In August 2024, Fiji's Ministry of Health and Medical Services (MOH) recognised bluetoothing as one of the drivers for the country's rise in HIV cases. Another was chemsex, where people use drugs - often methamphetamine - before and during sexual encounters.

In Fiji, unlike most other countries around the world, crystal meth is predominantly consumed via intravenous injection.

Fiji has become a major Pacific trafficking hub for crystal meth over the past 15 years due to its geographic location between East Asia and the Americas and Australia and New Zealand.
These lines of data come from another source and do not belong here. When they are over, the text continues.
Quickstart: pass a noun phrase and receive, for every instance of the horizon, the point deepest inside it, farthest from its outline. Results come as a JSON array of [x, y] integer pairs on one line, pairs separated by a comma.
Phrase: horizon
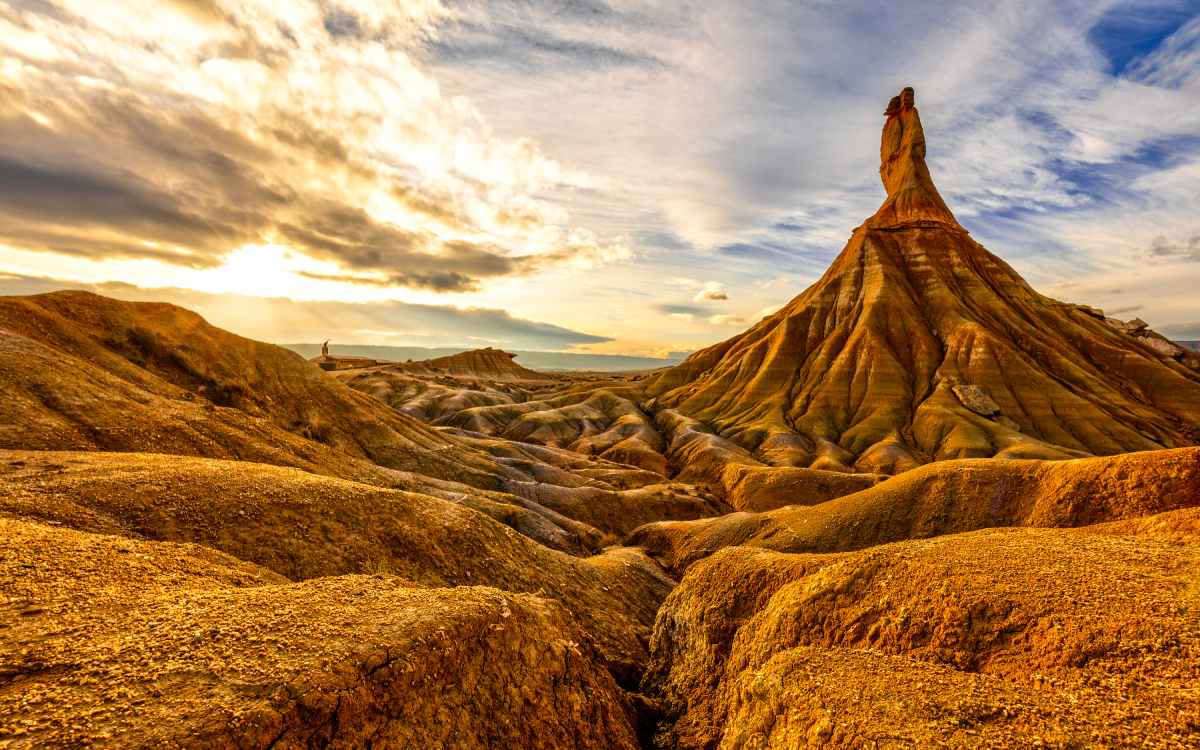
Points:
[[586, 178]]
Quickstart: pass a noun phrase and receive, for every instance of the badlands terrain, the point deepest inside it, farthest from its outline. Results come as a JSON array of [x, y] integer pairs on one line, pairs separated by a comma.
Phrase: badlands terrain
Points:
[[921, 505]]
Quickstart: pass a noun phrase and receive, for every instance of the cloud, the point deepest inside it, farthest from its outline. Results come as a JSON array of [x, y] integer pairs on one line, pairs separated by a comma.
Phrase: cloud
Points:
[[681, 310], [711, 291], [489, 150], [726, 321], [1182, 331], [1187, 250], [244, 121], [283, 321]]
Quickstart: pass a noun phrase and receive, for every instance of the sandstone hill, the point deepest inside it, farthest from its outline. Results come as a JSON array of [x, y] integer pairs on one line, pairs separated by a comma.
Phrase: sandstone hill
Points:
[[918, 345], [948, 497], [486, 364], [995, 639], [87, 372], [901, 513], [126, 643]]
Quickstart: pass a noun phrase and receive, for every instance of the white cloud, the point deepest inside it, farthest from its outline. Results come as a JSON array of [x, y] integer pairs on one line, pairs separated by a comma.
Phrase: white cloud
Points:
[[712, 291]]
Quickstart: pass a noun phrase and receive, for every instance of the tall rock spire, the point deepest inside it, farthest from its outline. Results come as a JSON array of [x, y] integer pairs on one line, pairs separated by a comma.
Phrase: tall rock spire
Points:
[[918, 345], [912, 197]]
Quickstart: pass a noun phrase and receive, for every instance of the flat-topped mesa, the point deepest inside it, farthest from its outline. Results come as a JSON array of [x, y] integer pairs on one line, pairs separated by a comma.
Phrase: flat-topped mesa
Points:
[[912, 197]]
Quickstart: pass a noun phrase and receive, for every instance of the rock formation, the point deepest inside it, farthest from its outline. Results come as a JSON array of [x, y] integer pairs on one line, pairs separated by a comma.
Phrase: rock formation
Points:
[[887, 361], [210, 543], [912, 197]]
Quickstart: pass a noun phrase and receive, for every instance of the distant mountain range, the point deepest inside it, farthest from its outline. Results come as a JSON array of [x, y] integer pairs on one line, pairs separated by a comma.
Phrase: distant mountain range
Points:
[[533, 360]]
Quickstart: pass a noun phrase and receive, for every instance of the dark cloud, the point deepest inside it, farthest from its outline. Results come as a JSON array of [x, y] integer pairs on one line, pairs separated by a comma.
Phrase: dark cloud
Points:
[[1183, 249], [58, 202], [508, 40], [340, 23], [211, 191], [287, 321]]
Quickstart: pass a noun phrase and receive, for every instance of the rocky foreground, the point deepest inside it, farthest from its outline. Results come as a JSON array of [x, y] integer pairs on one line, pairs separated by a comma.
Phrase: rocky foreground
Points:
[[903, 513]]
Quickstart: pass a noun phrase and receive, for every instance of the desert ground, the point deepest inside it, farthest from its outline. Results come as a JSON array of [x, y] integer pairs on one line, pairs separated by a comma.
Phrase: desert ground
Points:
[[921, 505]]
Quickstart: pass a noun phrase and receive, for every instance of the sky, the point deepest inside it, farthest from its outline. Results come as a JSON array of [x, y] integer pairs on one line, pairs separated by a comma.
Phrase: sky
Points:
[[591, 175]]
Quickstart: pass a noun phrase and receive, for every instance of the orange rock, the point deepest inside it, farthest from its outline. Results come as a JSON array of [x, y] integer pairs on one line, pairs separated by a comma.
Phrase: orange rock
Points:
[[867, 370]]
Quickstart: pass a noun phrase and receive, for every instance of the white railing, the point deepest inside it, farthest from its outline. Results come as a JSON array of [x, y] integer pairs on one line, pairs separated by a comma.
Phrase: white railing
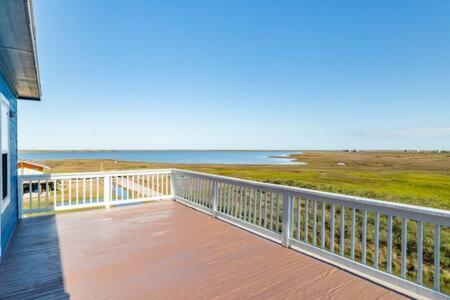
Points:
[[390, 243], [53, 192], [393, 244]]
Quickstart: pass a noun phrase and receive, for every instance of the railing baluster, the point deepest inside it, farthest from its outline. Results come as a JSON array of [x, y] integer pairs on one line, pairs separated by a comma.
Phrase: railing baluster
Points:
[[167, 184], [265, 209], [299, 210], [364, 237], [232, 204], [322, 235], [76, 190], [54, 194], [352, 249], [84, 190], [376, 240], [333, 212], [342, 232], [271, 210], [46, 194], [70, 192], [254, 205], [39, 194], [306, 220], [389, 245], [98, 188], [314, 222], [419, 252], [62, 193], [240, 202], [90, 190], [437, 264], [404, 241], [278, 212], [30, 205], [260, 207]]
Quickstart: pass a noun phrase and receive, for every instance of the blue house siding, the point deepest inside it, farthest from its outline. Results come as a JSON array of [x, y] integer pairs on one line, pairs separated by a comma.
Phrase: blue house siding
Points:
[[10, 215]]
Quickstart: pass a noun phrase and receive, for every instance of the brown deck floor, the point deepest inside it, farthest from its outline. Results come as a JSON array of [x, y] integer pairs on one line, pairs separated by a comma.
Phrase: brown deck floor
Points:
[[163, 250]]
During that same period, meth has spilled into and spread throughout local communities, developing into a crisis that, like HIV, was declared a national emergency.

According to those on the frontlines, the age of users is trending downwards. We see more and more of these young people, says Ms Volatabu. They are getting younger and younger.

Fiji's most recent national HIV statistics cite injectable drug use as the most common known mode of transmission, accounting for 48% of cases. Everyone the BBC spoke to agreed that the lack of education is a central factor in the epidemic.

Following its declaration of an outbreak in January, the Fijian government has sought to improve its HIV surveillance and enhance its ability to address the likely underreporting of cases. Addressing these pressing issues through a well-coordinated national response is crucial in reversing the trajectory of the HIV epidemic in Fiji.

Data collection is slow, difficult, and error-prone, hampering efforts to understand the extent of Fiji's HIV epidemic and the efficacy of the outbreak response.

That leaves many experts, authorities, and everyday Fijians in the dark. What we're seeing at the moment is the beginning of the avalanche, but you can't stop it, because the infections are already happening now, or they've already happened, he says. That's what's really terrifying.